Tested by Animals

Using animal testing for experiments in germline gene therapy is doubly repugnant

By George Monbiot. Published in the Big Issue 23rd November 1998.

At first sight, last week’s ban on using animals for cosmetic testing looked like a great victory for animal rights. In truth, however, it will make scarcely a scratch in the mountain of suffering taking place in British laboratories. Of 2.64 million animal experiments licenced every year in Britain, only 1,266 involved the testing of cosmetics. Most testing for the British market takes place abroad.

The total number of animal experiments in Britain has fallen slightly through the 1990s, but in one category it has exploded. Last year, the number of animals used for genetic tests rose to 352,732, 64 per cent more than in 1995.

Personally, I believe that certain forms of animal testing are morally acceptable. I also believe that some applications of medical genetics are likely to enhance human welfare. But some of these experiments are torturing animals, while posing the gravest of threats to human society.

Genetics is the great new frontier of human medicine. Before too long, scientists tell us, genetic tests in GP’s surgeries will be as commonplace as blood tests: both diagnoses and cures for genetically-linked diseases could become faster and more precise. But there are other medical applications of genetics whose benefits are dubious, and whose hazards could scarcely be overstated.
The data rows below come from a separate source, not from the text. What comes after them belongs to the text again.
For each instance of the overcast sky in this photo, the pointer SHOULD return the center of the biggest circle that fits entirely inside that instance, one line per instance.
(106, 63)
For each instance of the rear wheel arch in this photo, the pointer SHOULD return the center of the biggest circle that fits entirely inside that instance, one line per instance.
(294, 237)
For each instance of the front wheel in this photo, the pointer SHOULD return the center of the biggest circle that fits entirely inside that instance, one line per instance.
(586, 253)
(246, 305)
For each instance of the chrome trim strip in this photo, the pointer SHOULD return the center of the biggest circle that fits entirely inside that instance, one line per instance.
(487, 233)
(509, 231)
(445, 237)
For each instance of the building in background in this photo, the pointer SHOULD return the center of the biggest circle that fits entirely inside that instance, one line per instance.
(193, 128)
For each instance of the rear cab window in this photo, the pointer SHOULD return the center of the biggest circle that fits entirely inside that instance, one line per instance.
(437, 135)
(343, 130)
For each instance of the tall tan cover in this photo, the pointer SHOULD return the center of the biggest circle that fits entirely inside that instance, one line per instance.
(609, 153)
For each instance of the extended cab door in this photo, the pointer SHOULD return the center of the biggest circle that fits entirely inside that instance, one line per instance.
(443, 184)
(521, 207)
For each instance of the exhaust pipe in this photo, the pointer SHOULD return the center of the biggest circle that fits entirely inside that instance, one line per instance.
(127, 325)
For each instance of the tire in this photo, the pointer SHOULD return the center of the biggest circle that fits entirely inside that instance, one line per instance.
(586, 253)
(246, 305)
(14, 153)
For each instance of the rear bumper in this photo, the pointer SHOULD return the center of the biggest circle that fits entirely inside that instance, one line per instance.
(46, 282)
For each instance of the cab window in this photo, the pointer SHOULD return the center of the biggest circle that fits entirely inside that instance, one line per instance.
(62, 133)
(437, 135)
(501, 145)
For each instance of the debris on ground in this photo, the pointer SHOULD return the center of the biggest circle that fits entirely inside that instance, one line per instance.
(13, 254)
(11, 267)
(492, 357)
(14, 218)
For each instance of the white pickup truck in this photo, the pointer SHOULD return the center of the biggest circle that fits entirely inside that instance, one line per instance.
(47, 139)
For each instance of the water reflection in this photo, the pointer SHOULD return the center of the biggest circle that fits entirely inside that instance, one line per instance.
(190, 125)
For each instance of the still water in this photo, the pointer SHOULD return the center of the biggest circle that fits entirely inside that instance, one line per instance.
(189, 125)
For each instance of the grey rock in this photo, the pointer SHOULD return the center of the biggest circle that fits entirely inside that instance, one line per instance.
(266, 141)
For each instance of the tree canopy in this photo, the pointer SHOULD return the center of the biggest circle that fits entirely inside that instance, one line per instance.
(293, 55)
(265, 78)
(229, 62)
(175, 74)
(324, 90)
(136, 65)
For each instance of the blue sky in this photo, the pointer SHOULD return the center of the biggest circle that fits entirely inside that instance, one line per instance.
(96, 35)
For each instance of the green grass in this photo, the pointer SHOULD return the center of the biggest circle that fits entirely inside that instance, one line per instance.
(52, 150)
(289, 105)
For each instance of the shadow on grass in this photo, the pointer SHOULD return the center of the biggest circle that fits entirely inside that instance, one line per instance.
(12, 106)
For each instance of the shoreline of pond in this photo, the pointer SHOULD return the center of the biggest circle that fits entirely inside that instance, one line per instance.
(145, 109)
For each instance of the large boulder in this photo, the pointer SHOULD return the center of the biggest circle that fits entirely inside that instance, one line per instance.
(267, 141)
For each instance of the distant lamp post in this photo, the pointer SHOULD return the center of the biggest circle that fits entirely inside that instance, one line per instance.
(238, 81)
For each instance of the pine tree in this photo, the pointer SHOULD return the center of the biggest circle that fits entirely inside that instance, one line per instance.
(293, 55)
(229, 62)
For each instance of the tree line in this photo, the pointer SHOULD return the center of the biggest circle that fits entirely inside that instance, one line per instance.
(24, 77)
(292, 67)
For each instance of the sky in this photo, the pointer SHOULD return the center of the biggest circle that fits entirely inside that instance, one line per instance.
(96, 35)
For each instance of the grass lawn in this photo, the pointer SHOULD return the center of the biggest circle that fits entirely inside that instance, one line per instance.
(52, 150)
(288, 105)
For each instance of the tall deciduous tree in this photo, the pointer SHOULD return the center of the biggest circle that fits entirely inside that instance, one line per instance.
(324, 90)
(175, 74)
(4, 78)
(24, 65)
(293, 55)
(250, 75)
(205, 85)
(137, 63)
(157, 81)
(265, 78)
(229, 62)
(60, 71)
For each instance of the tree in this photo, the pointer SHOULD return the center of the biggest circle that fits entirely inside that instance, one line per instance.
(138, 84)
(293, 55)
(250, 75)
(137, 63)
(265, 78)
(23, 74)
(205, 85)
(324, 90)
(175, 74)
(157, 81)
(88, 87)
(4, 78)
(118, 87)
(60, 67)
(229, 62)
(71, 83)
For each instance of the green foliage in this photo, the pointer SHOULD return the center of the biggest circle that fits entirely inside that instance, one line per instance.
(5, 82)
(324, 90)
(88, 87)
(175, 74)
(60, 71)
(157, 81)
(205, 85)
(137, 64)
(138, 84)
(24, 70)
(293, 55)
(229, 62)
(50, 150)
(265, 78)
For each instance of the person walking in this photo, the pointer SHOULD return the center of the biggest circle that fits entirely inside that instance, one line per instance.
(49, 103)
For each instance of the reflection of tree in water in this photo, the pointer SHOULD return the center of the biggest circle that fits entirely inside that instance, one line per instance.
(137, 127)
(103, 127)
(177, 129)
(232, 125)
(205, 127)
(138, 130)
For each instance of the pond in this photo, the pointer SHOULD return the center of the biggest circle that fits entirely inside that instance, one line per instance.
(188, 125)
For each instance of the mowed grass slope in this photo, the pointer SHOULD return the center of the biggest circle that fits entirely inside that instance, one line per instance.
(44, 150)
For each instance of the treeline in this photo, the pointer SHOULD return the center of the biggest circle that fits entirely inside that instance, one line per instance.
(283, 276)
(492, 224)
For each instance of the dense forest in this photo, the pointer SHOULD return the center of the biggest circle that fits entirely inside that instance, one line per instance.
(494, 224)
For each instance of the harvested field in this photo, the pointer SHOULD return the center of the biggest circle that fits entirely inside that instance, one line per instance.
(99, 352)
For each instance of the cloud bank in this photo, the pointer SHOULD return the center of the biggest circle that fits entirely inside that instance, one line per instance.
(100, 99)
“Germline gene therapy” involves altering the genes of an embryo so that both it and its descendants are permanently changed. At the moment, human germline therapy is both technically impossible and illegal. There are excellent reasons for banning it. The moment we allow scientists to tinker permanently with the genetic code is the moment we open the door to attempts to guarantee that children will be tall, beautiful, intelligent or heterosexual. Inevitably, only the rich would be able to afford such treatments. They, the “genetic elect”, would feel themselves set apart from the rest of us. The inequality, classism and racism we suffer from today would look insignificant beside the “genism” this would inevitably unleash.

It’s easy to ban these technologies, as they aren’t yet feasible. But in laboratories all over Britain, vivisectors are working feverishly on techniques which could, one day, make such treatments viable. The moment they succeed is the moment that the ban becomes impossible to sustain.

Look at what happened to the man with the red flag who walked in front of the early motorcars. Today, as we count the hundreds of thousands killed by the car, and the millions poisoned or maimed, he begins to look like a reasonable precaution. But as soon as cars were able comfortably to travel faster than a walking man, the rich and powerful clamoured to have the obstacle removed, and society’s moral compass had to be reset to accommodate their demands. The car’s terrible toll is now seen as the sad but inevitable cost of convenience.

Animal experimentation can only be justified when it attempts to enhance human welfare. When its likely outcome is the shattering of society, it is a repugnant and disgusting waste of life.